Re: Replacing the value of the bookmarks

Posted by Mark Beardsley <ma...@tiscali.co.uk>.
Have a go with this; as always, the main method shows how to cal the text and
I have mentioned the current limitations in the doc block.

/**
 * First attempt at inserting text at a bookmark defined within a Word
document.
 * Note that there are a few SERIOUS limitations with the code as it stands:
 * 
 * Firstly, it will not insert text at a bookmark defined within a table
cell. It
 * should be possible to amend this failing by simply iterating through the
tables
 * the document contains in much the same way that this implementation
iterates
 * through the document's paragraphs. TO DO.
 * 
 * Secondly, it is possible to use bookmarks in a couple of ways.
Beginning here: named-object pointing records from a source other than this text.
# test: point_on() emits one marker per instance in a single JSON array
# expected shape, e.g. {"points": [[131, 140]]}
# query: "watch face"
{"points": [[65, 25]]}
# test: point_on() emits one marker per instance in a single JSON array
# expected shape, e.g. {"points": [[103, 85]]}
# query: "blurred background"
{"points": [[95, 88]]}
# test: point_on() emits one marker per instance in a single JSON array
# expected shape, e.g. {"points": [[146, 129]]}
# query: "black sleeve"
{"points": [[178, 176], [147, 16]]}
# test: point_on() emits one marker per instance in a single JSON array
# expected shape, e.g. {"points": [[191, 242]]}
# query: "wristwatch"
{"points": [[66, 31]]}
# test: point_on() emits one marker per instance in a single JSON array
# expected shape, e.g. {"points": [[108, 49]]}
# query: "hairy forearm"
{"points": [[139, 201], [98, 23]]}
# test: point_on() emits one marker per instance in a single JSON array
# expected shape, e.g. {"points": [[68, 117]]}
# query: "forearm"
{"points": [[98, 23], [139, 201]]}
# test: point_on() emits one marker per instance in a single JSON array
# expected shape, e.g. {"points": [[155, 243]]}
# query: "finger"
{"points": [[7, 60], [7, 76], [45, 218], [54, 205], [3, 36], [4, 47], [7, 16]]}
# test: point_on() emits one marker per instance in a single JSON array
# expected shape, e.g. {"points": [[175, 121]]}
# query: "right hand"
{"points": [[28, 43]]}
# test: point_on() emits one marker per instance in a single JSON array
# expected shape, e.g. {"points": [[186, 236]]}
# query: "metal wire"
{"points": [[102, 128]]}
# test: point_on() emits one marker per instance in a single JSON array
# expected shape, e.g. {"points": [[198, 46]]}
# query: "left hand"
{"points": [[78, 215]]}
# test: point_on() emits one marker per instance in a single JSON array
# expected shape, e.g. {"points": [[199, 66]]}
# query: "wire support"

They can 
 * simply be inserted into the document as place markers or it is possible
to
 * select a character, word or number of words and stipulate that these
serve as
 * a bookmark. I am assuming that, in the latter case, the value that is to
be
 * inserted at the bookmark will replace all of these selected characters
and,
 * as yet, the code does not do this. TO DO.
 * 
 * Modifications to follow.
 *
 * @author Mark Beardsley
 * @version 0.1 10th June 2012
 */
public class DOCXTest {
    
    private XWPFDocument document = null;
    
    public DOCXTest() {
    }
    
    public final void openFile(String filename) throws IOException {
        File file = null;
        FileInputStream fis = null;
        try {
            file = new File(filename);
            fis = new FileInputStream(file);
            this.document = new XWPFDocument(fis);
        }
        finally {
            try {
                if(fis != null) {
                    fis.close();
                    fis = null;
                }
            }
            catch(IOException ioEx) {
                // Swallow this exception. It would have occured onyl
                // when releasing the file handle and should not pose
                // problems to later processing.
            }
        }
    }
    
    public final void saveAs(String filename) throws IOException {
        File file = null;
        FileOutputStream fos = null;
        try {
            file = new File(filename);
            fos = new FileOutputStream(file);
            this.document.write(fos);
        }
        finally {
            if(fos != null) {
                fos.close();
               fos = null;
            }
        }
    }
    
    public final void insertAtBookmark(String bookmarkName, String
bookmarkValue) {
        List<XWPFParagraph> paraList = null;
        Iterator<XWPFParagraph> paraIter = null;
        XWPFParagraph para = null;
        List<CTBookmark> bookmarkList = null;
        Iterator<CTBookmark> bookmarkIter = null;
        CTBookmark bookmark = null;
        XWPFRun run = null;
        
        paraList = this.document.getParagraphs();
        paraIter = paraList.iterator();
            
        while(paraIter.hasNext()) {
            para = paraIter.next();
                
            bookmarkList = para.getCTP().getBookmarkStartList();
            bookmarkIter = bookmarkList.iterator();
                
            while(bookmarkIter.hasNext()) {
                bookmark = bookmarkIter.next();
                if(bookmark.getName().equals(bookmarkName)) {
                    run = para.createRun();
                    run.setText(bookmarkValue);
                   
para.getCTP().getDomNode().insertBefore(run.getCTR().getDomNode(),
bookmark.getDomNode());
                }
            }
        }
    }
    
    public static void main(String[] args) {
        try {
            DOCXTest docxTest = new DOCXTest();
            docxTest.openFile("C:/temp/Doc1.docx");
            docxTest.insertAtBookmark("WHOLE_WORD", "This should be inserted
at the WHOLE_WORD bookmark.");
            docxTest.insertAtBookmark("MARK_ONE", "..and this at the
MARK_ONE bookmark.");
            docxTest.saveAs("C:/temp/Doc1 With Bookmarks Updated.docx");
        }
        catch(Exception ex) {
            System.out.println("Caught a: " + ex.getClass().getName());
            System.out.println("Message: " + ex.getMessage());
            System.out.println("Stacktrace follows:.....");
            ex.printStackTrace(System.out);
        }
    }
}

I have tested it against a document with bookmarks inserted into paragraphs
and tables. As indicated, it will not work with tables yet but the fix ought
to be fairly straightforward (famous last words!!).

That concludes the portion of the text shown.